Contrasting learning dynamics: Immediate generalisation in humans and generalisation lag in deep neural networks

Poster Presentation 36.314: Sunday, May 19, 2024, 2:45 – 6:45 pm, Banyan Breezeway
Session: Object Recognition: Acquisition of categories

There is a Poster PDF for this presentation, but you must be a current member or registered to attend VSS 2024 to view it.
Please go to your Account Home page to register.

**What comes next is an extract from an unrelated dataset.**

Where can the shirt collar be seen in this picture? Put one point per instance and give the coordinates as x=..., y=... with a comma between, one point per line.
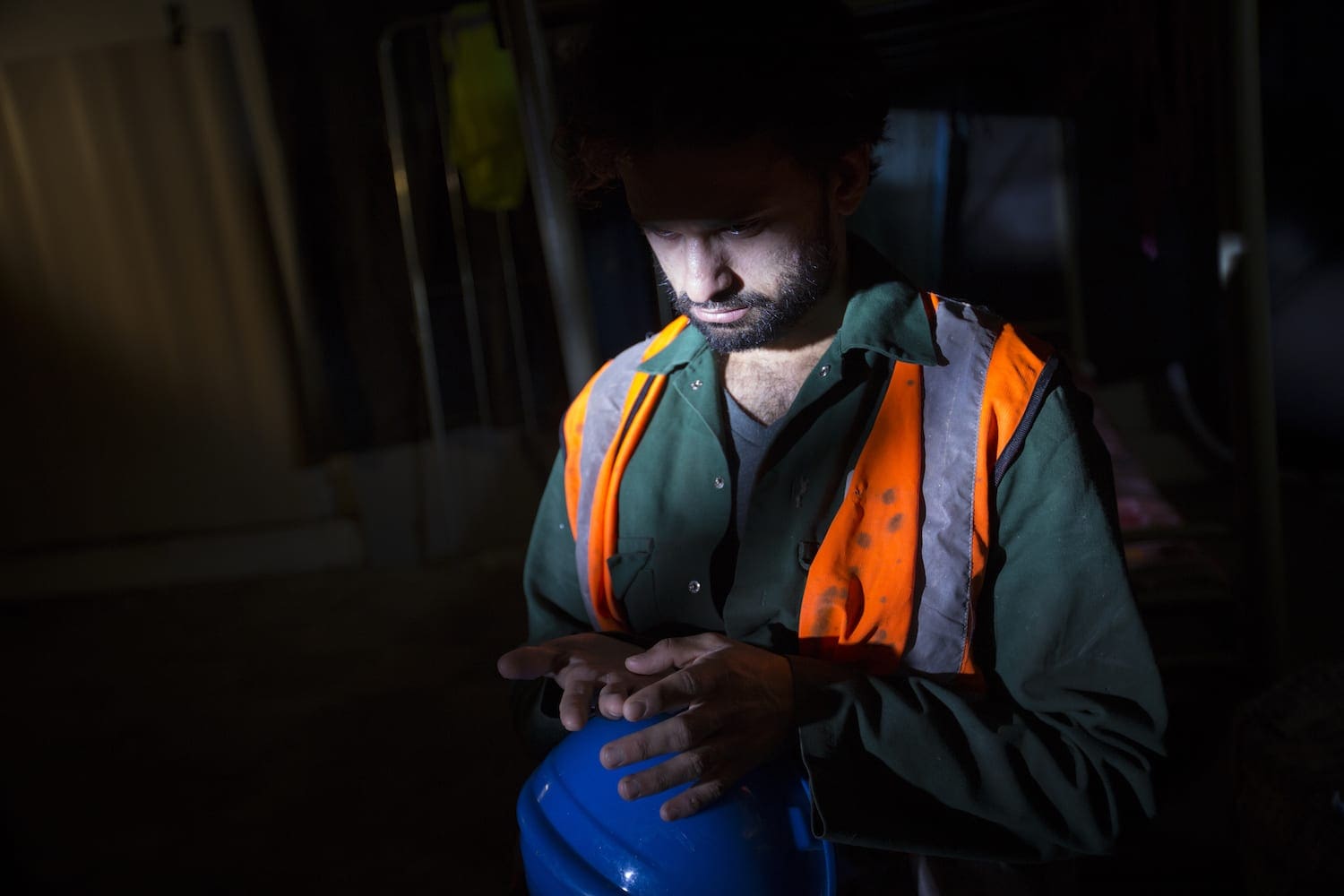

Lukas S. Huber1,2 (), Fred W. Mast1, Felix A. Wichmann2; 1Cognition, Perception and Research Methods, Department of Psychology, University of Bern, 2Neural Information Processing Group, Department of Computer Science, University of Tübingen

Behavioral comparisons of human and deep neural network (DNN) models of object recognition help to benchmark and improve DNN models but also might help to illuminate the intricacies of human visual perception. However, machine-to-human comparisons are often fraught with difficulty: Unlike DNNs, which typically learn from scratch using static, uni-modal data, humans process continuous, multi-modal information and leverage prior knowledge. Additionally, while DNNs are predominantly trained in a supervised manner, human learning heavily relies on interactions with unlabeled data. We address these disparities by attempting to align the learning processes and examining not only the outcomes but also the dynamics of representation learning in humans and DNNs. We engaged humans and DNNs in a task to learn representations of three novel 3D object classes. Participants completed six epochs of an image classification task—reflecting the train-test iteration process common in machine learning—with feedback provided only during training phases. To align the starting point of learning we utilized pre-trained DNNs. This experimental design ensured that both humans and models learn new representations from the same static, uni-modal inputs in a supervised learning environment. We collected ~6,300 trials from human participants in the laboratory and compared the observed dynamics with various DNNs. While DNNs exhibit learning dynamics with fast training progress but lagging generalization, human learners often display a simultaneous increase in train and test performance, showcasing immediate generalization. However, when solely focusing on test performance, DNNs show good alignment with the human generalization trajectory. By synchronizing the learning environment and examining the full scope of the learning process, the present study offers a refined comparison of representation learning. Collected data reveals both similarities and differences between human and DNN learning dynamics. This disparity emphasizes that global assessments of DNNs as models of human visual perception seem problematic without considering specific modeling objectives.

Acknowledgements: This research was funded by the Swiss National Science Foundation (214659 to LSH). FAW is a member of the Machine Learning Cluster of Excellence, funded by the Deutsche Forschungsgemeinschaft under Germany’s Excellence Strategy—EXC number 2064/1—Project number 390727645.